In fact, there are now 800 million reasons why it should.

It’s the custom

SO what did keep us there on the Hill until six in the evening? Well, eight weeks is a long time to be down and out, Mr. Editor, and there were a good number of people to be acknowledged during the period set aside for congratulatory and obituary remarks.

It’s a quaint and unique custom by which members are given three minutes each to deliver their comments. [The Speaker actually has a timer, by the way, which rings off when the three minutes are up.]

What’s surprising perhaps is that this feature follows Ministerial statements on the agenda and comes before the introduction of new business and before we take up the Orders of the Day, and on this our first day back congrats and obits took us just about an hour and a half – approximately 30 members at 3 minutes a piece – and through to the luncheon interval.

There were some giants who had passed ,who were remembered on both sides of the aisle, for the contributions they had made to Bermuda during their lifetimes.Five of those who headed the list were: Margaret Swan, mother of Sir John; Marion Lindo of Lindo’s fame; philanthropist David Barber; Reuben Alias, a former civil servant and football administrator; and Stanley Gascoigne, also a former career civil servant and later independent Senator.

As is the tradition, Mr. Editor, the names of all those who were remembered will appear in the House Minutes and the Speaker will be sending appropriate letters of condolences in the coming weeks. The clerk and her staff are going to be very busy for a while.

Truth be known

FEATURE bout of the day, Mr. Editor, came on the motion to adjourn after we got through those two small pieces of legislation. The question was whether the Premier did, or didn’t, invite the Opposition Leader to join him in on the trip to Washington D.C. In the House on the Hill, we can’t actually accuse each other of lying. We can try, but the Speaker will remind us that such language is unparliamentary. Honourable members do not lie. We suppose instead that they only forget the truth – or that they are mistaken – or that they can’t recall.

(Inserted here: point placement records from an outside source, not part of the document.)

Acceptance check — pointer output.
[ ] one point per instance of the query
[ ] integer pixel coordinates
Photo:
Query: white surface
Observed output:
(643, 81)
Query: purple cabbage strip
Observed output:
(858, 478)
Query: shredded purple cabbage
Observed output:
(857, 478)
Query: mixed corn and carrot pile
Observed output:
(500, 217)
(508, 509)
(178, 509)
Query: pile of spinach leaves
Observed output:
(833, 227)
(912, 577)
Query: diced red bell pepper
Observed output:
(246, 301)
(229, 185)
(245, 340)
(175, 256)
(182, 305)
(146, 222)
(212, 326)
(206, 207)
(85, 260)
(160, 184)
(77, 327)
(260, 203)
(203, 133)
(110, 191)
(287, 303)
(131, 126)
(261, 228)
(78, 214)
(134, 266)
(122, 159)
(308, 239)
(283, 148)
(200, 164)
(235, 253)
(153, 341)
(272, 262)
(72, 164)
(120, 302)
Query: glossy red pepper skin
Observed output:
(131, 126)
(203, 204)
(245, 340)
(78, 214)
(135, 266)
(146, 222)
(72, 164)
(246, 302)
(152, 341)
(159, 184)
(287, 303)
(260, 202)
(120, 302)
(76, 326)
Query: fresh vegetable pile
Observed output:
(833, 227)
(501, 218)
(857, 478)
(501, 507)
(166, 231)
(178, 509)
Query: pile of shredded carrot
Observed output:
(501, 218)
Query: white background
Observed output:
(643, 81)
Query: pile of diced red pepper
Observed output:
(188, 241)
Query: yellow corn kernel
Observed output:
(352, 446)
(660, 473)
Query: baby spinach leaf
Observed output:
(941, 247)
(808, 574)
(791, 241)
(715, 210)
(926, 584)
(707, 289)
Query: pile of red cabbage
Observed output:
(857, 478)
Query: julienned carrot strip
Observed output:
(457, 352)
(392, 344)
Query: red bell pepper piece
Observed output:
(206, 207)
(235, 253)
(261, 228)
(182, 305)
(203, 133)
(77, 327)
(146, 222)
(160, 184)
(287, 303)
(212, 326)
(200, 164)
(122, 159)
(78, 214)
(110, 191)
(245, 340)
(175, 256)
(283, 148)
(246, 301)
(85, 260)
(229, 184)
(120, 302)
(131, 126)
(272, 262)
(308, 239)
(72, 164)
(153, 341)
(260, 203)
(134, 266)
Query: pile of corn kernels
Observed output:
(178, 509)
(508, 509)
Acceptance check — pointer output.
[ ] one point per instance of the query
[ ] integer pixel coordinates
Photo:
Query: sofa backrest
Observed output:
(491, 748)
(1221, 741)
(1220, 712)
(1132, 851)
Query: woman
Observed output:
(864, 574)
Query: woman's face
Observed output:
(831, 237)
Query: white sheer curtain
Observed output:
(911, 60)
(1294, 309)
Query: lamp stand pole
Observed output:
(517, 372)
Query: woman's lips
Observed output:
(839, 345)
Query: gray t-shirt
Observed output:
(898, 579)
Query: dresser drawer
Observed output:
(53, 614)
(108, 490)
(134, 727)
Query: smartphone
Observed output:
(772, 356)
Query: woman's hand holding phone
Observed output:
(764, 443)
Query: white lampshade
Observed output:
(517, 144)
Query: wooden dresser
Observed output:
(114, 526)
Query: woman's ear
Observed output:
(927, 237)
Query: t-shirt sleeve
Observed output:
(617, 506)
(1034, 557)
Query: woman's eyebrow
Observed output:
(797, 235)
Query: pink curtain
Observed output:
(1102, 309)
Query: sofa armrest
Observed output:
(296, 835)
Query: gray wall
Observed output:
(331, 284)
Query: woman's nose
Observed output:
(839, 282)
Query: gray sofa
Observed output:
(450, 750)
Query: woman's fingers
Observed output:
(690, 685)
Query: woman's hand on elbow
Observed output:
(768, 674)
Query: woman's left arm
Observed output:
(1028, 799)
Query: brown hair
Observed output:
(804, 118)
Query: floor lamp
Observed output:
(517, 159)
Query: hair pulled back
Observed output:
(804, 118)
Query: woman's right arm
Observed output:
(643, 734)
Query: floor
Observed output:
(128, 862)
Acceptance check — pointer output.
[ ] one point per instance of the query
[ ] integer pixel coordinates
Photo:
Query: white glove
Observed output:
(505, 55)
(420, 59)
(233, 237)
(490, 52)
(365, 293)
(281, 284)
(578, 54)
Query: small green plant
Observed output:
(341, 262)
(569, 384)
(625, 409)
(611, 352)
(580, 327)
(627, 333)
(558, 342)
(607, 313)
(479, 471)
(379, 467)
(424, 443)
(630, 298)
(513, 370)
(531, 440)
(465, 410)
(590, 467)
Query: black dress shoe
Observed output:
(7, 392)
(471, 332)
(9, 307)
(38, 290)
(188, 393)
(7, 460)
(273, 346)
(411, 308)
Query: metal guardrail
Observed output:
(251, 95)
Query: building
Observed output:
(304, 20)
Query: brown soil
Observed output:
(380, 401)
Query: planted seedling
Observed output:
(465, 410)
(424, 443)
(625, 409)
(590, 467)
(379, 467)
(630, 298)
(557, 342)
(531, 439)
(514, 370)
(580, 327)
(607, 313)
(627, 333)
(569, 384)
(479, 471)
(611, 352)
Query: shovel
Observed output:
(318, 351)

The Premier – who always gets the last word on the motion to adjourn, and that’s a long-standing tradition as well – thought that this was but just another ploy by the Opposition Leader and his colleagues who were only trying to grab headlines with unfounded allegations, in this case, and unfounded speculation in other cases.

But truth, Mr. Editor, is no ploy. It’s pretty fundamental.

Besides, the Premier told us, the Opposition really ought to know their place – and it isn’t working with Government on a trip to Washington. But we do; it’s in the House and working those fields we call constituencies.

So there, Mr. Editor– and hand the Man some Scott towels.